Wielka Brytania: Służby sprzątające metro usunęły nową pracę Banksy'ego

Namalowane w wagonie londyńskiego metra najnowsze dzieło Banksy'ego, w którym przekonuje on do zakładania maseczek, już przed jego prezentacją na Instagramie nie istniało, bo służby sprzątające metro wzięły je za zwykłe graffiti i usunęły.

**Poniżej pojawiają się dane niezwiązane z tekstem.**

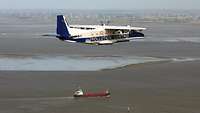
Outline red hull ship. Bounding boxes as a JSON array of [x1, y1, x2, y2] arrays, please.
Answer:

We wtorek (14 lipca) słynny, nieujawniający tożsamości brytyjski artysta street-artowy zamieścił na Instagramie nagranie wideo, dokumentujące tworzenie pracy nazwanej: "Jeśli nie zakładasz maseczki, nie zrozumiesz". 

Na wideo ubrany w kombinezon ochronny, maskę na twarzy, okulary ochronne i rękawice mężczyzna - którym prawdopodobnie jest sam Banksy - wchodzi do londyńskiego metra ze sprzętem do dezynfekcji. Jednak w butli zamiast substancji odkażającej jest farba, której - wraz ze sprayem oraz szablonami - mężczyzna używa do namalowania w jednym z wagonów metra kilku szczurów oraz własnego podpisu.

Reklama

Nawiązanie do epidemii

Wizerunki szczurów nawiązują do epidemii - jeden z nich używa maseczki do twarzy jako spadochronu, inny jest cały w nią zaplątany, a kolejny - bez maseczki - kicha, rozsiewając zarazki na okno. Jeszcze jeden trzyma w łapach żel bakteriobójczy tak, jakby malował sprayem znajdujący się poniżej podpis Banksy'ego.

Dzieło zniszczyła... firma sprzątająca

Jednak, jak podała w środę stacja BBC, zanim Banksy opublikował to nagranie, w wagonie pojawiły się prawdziwe służby sprzątające i nieświadome niczego usunęły malunki. 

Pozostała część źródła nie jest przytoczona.